“Obsessão
POR MERVAL
PEREIRA
O
presidente Jair Bolsonaro tem uma fixação: não depender do Congresso para
governar. É o sonho de consumo de todo político populista com pendores
autoritários. Várias vezes ele já abordou o assunto, que ontem voltou a ser seu
tema, no encerramento do discurso no Comando Militar do Sudeste, na transmissão
de posse do General Andrade Ramos, que será o novo ministro chefe da Secretaria
de Governo da presidência.
O
presidente repete com constância desagradável que só deve “lealdade absoluta”
ao povo, numa visão de democracia muito peculiar, que coloca essa entidade, o
povo, acima de todas as instituições.
Ontem,
além de agradecer às Forças Armadas, que seriam responsáveis por tudo o que
alcançou na vida, Bolsonaro se dirigiu ao “povo brasileiro”: “Devo isso a
vocês, povo brasileiro. Que são muito mais importantes que qualquer instituição
nacional. Vocês conduzem nosso destino. A vocês, povo brasileiro, e somente a
vocês, eu devo lealdade absoluta. Contem comigo, que eu conto com vocês.”
Bolsonaro
parece não saber que “o povo brasileiro” tem seus representantes, eleitos pelo
voto popular tanto quanto ele, trabalhando no Congresso Nacional, onde ele
atuou por 28 anos. E que o presidente da República deveria representar todos os
cidadãos, mesmo aqueles que não votaram nele.
Mas ele
insiste em paparicar seu núcleo duro de eleitores, que o elegeram para mandatos
sucessivos de deputado federal. Mas, se bastava esse eleitorado, basicamente de
militares e congêneres, como guardas municipais, policiais militares, para
elegê-lo deputado federal, agora teria que ampliar o alcance de seus atos.
Mas não, e
o exemplo recentíssimo está na sua intervenção na reforma da Previdência para
abrandar as condições de aposentadoria dos policiais militares.
Essa
fixação em um apoio direto do eleitor não é de hoje. Em março, na cerimônia do
211º aniversário do Corpo de Fuzileiros Navais, no Rio, Bolsonaro disse que a
democracia só existe se as Forças Armadas quiserem. Ele fez o comentário quando
descrevia sua vitória nas eleições do ano passado :“A missão será cumprida ao
lado das pessoas de bem do nosso Brasil, daqueles que amam a pátria, daqueles
que respeitam a família, daqueles que querem aproximação com países que têm
ideologia semelhante à nossa, daqueles que amam a democracia. E isso,
democracia e liberdade, só existe quando a sua respectiva Força Armada assim o
quer”.
Recentemente,
em Santa Maria, interior do Rio Grande do Sul, durante evento em memória ao
marechal Emilio Mallet, o patrono da Artilharia, Bolsonaro voltou a defender a
ditadura militar, mas, desta vez, foi mais longe, e ligou a atuação dos
militares na ocasião ao armamento dos cidadãos que propõe hoje.
Bolsonaro
disse: “(…) Além das Forças Armadas, defendo o armamento individual para nosso
povo, para que tentações não passem na cabeça de governantes para assumir o
poder de forma absoluta”.
De lá para
cá, alguma coisa mudou, porque a democracia tem contrapesos que contêm o
eventual voluntarismo do incumbente. A aproximação com países com ideologia
semelhante à nossa nos afastaria da China, nosso principal parceiro comercial.

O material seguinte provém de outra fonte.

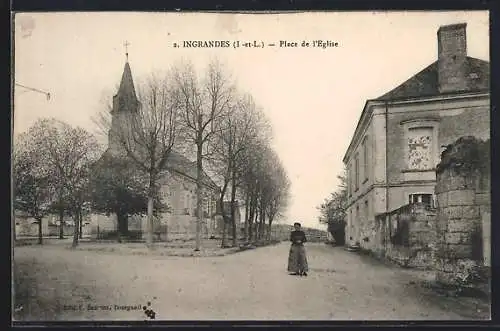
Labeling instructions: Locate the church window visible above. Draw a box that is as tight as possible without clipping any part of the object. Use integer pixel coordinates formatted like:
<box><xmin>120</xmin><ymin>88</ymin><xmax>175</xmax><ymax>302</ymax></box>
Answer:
<box><xmin>363</xmin><ymin>136</ymin><xmax>369</xmax><ymax>181</ymax></box>
<box><xmin>354</xmin><ymin>154</ymin><xmax>359</xmax><ymax>190</ymax></box>
<box><xmin>408</xmin><ymin>127</ymin><xmax>433</xmax><ymax>170</ymax></box>
<box><xmin>409</xmin><ymin>193</ymin><xmax>434</xmax><ymax>208</ymax></box>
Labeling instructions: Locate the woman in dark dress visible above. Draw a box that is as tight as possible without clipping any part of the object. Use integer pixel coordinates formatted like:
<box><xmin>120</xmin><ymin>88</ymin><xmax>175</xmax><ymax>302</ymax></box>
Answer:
<box><xmin>288</xmin><ymin>223</ymin><xmax>309</xmax><ymax>276</ymax></box>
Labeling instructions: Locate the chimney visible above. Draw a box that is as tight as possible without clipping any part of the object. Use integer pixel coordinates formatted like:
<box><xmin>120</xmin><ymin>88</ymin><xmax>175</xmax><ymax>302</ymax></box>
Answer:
<box><xmin>437</xmin><ymin>23</ymin><xmax>467</xmax><ymax>93</ymax></box>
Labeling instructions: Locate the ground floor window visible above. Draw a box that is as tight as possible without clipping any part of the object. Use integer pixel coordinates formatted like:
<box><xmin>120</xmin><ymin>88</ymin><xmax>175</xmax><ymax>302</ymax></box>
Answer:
<box><xmin>408</xmin><ymin>193</ymin><xmax>434</xmax><ymax>208</ymax></box>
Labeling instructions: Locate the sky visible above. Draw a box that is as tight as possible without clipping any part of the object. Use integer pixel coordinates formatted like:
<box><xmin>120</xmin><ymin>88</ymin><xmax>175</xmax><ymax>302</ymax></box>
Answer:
<box><xmin>13</xmin><ymin>11</ymin><xmax>489</xmax><ymax>228</ymax></box>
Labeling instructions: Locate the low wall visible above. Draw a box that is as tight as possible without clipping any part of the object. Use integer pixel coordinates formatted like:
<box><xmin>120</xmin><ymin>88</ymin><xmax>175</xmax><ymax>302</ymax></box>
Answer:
<box><xmin>372</xmin><ymin>204</ymin><xmax>437</xmax><ymax>268</ymax></box>
<box><xmin>435</xmin><ymin>137</ymin><xmax>491</xmax><ymax>285</ymax></box>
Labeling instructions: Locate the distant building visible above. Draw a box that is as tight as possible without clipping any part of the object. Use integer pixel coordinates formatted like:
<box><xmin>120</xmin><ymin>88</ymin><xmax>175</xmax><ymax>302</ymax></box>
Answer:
<box><xmin>343</xmin><ymin>24</ymin><xmax>490</xmax><ymax>249</ymax></box>
<box><xmin>92</xmin><ymin>57</ymin><xmax>220</xmax><ymax>238</ymax></box>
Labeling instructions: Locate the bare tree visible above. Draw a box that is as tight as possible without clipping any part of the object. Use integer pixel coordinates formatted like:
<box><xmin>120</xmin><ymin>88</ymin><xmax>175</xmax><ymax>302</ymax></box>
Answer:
<box><xmin>266</xmin><ymin>153</ymin><xmax>290</xmax><ymax>240</ymax></box>
<box><xmin>175</xmin><ymin>61</ymin><xmax>234</xmax><ymax>251</ymax></box>
<box><xmin>209</xmin><ymin>94</ymin><xmax>259</xmax><ymax>247</ymax></box>
<box><xmin>96</xmin><ymin>74</ymin><xmax>181</xmax><ymax>248</ymax></box>
<box><xmin>12</xmin><ymin>139</ymin><xmax>54</xmax><ymax>245</ymax></box>
<box><xmin>14</xmin><ymin>118</ymin><xmax>100</xmax><ymax>239</ymax></box>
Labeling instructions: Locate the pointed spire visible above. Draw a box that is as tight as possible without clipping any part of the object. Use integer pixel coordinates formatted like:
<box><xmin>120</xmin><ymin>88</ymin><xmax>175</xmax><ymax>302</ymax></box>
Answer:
<box><xmin>113</xmin><ymin>57</ymin><xmax>138</xmax><ymax>112</ymax></box>
<box><xmin>123</xmin><ymin>40</ymin><xmax>130</xmax><ymax>62</ymax></box>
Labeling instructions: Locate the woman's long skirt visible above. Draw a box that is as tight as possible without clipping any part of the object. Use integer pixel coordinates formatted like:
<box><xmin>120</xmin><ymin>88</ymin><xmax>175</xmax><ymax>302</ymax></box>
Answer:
<box><xmin>288</xmin><ymin>245</ymin><xmax>309</xmax><ymax>273</ymax></box>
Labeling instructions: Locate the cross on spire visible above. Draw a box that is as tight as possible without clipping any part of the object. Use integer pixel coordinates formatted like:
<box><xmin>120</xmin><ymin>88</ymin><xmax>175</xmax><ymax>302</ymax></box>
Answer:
<box><xmin>123</xmin><ymin>41</ymin><xmax>130</xmax><ymax>62</ymax></box>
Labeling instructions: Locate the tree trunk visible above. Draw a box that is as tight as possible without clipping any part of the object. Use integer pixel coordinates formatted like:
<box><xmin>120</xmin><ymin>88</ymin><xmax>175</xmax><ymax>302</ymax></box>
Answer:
<box><xmin>267</xmin><ymin>217</ymin><xmax>273</xmax><ymax>240</ymax></box>
<box><xmin>219</xmin><ymin>179</ymin><xmax>229</xmax><ymax>248</ymax></box>
<box><xmin>219</xmin><ymin>197</ymin><xmax>227</xmax><ymax>248</ymax></box>
<box><xmin>12</xmin><ymin>217</ymin><xmax>16</xmax><ymax>241</ymax></box>
<box><xmin>245</xmin><ymin>194</ymin><xmax>249</xmax><ymax>243</ymax></box>
<box><xmin>146</xmin><ymin>191</ymin><xmax>154</xmax><ymax>249</ymax></box>
<box><xmin>231</xmin><ymin>170</ymin><xmax>239</xmax><ymax>247</ymax></box>
<box><xmin>71</xmin><ymin>213</ymin><xmax>80</xmax><ymax>248</ymax></box>
<box><xmin>116</xmin><ymin>211</ymin><xmax>128</xmax><ymax>242</ymax></box>
<box><xmin>36</xmin><ymin>217</ymin><xmax>43</xmax><ymax>245</ymax></box>
<box><xmin>194</xmin><ymin>134</ymin><xmax>203</xmax><ymax>251</ymax></box>
<box><xmin>59</xmin><ymin>206</ymin><xmax>64</xmax><ymax>239</ymax></box>
<box><xmin>78</xmin><ymin>210</ymin><xmax>83</xmax><ymax>239</ymax></box>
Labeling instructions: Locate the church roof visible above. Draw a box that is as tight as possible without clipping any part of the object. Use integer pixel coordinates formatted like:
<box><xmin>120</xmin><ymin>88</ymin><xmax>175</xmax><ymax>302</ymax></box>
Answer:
<box><xmin>113</xmin><ymin>61</ymin><xmax>137</xmax><ymax>111</ymax></box>
<box><xmin>374</xmin><ymin>56</ymin><xmax>490</xmax><ymax>101</ymax></box>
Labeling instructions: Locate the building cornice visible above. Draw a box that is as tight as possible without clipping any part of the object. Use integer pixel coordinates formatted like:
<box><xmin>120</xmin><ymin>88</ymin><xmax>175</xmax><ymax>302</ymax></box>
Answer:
<box><xmin>342</xmin><ymin>91</ymin><xmax>490</xmax><ymax>163</ymax></box>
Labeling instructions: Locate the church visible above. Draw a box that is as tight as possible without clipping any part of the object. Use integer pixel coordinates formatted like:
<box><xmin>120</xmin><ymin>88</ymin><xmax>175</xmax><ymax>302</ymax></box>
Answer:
<box><xmin>91</xmin><ymin>58</ymin><xmax>220</xmax><ymax>240</ymax></box>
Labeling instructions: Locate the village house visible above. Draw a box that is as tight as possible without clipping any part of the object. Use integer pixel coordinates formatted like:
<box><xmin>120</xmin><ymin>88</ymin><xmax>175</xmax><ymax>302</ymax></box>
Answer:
<box><xmin>343</xmin><ymin>23</ymin><xmax>490</xmax><ymax>250</ymax></box>
<box><xmin>91</xmin><ymin>60</ymin><xmax>220</xmax><ymax>239</ymax></box>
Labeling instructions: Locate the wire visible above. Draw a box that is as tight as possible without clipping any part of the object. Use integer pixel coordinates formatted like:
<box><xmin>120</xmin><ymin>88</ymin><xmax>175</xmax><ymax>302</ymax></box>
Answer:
<box><xmin>16</xmin><ymin>83</ymin><xmax>51</xmax><ymax>101</ymax></box>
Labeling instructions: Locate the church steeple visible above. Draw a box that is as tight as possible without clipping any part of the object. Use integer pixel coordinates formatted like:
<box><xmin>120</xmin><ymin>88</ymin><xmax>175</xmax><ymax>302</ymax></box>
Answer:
<box><xmin>113</xmin><ymin>52</ymin><xmax>138</xmax><ymax>113</ymax></box>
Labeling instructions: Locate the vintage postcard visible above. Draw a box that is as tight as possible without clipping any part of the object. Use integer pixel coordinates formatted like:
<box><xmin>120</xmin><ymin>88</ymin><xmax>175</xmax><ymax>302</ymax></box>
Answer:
<box><xmin>12</xmin><ymin>11</ymin><xmax>491</xmax><ymax>322</ymax></box>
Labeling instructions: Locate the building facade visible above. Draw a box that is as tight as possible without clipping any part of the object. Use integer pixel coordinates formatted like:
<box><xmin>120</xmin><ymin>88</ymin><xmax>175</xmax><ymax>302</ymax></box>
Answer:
<box><xmin>91</xmin><ymin>61</ymin><xmax>220</xmax><ymax>239</ymax></box>
<box><xmin>343</xmin><ymin>24</ymin><xmax>490</xmax><ymax>249</ymax></box>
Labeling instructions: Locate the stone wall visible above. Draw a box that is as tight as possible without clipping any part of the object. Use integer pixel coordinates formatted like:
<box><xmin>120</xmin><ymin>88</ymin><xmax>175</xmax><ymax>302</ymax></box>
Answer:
<box><xmin>371</xmin><ymin>204</ymin><xmax>436</xmax><ymax>268</ymax></box>
<box><xmin>435</xmin><ymin>137</ymin><xmax>491</xmax><ymax>284</ymax></box>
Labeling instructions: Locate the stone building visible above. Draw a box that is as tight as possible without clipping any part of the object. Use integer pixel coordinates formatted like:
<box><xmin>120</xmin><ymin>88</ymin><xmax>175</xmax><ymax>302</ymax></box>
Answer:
<box><xmin>91</xmin><ymin>61</ymin><xmax>220</xmax><ymax>239</ymax></box>
<box><xmin>343</xmin><ymin>24</ymin><xmax>490</xmax><ymax>250</ymax></box>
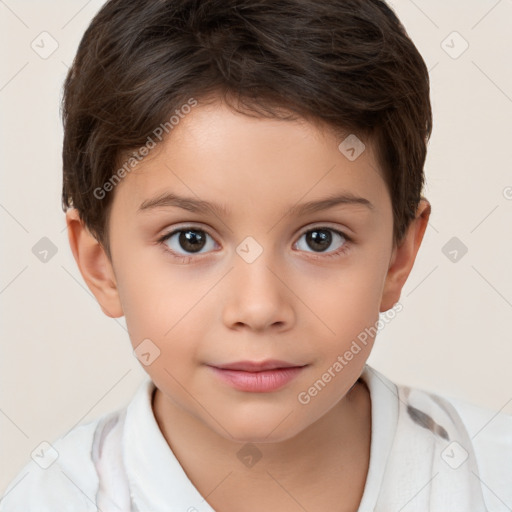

O que parecia uma ameaça da nova administração
não passou de bravata, que a certa altura o chanceler Bruno Araújo pensou que
era verdade. Mantivemos nossas relações com os chineses, e os interesses
nacionais superaram as idiossincrasias oficiais.
A
possibilidade de fazer parte da OCDE, que reúne as maiores economias do mundo
ocidental, e também o acordo do Mercosul com a União Européia, obrigará a que o
governo se enquadre em exigências como preservação do meio-ambiente e defesa de
parâmetros democráticos.
Defender a
ditadura militar é um mote caro ao presidente, que considera a instituição
militar sua segunda família. Não seria necessário fazê-lo, e é especialmente
perigoso quando a liga à ampliação do direito ao porte e à posse de armas.
Também
aqui as instituições colocaram um limite às vontades do presidente, e o
Congresso barrou os decretos, considerando-os inconstitucionais. Agora, outra
instituição da democracia, o Supremo Tribunal Federal, vai cuidar do tema.”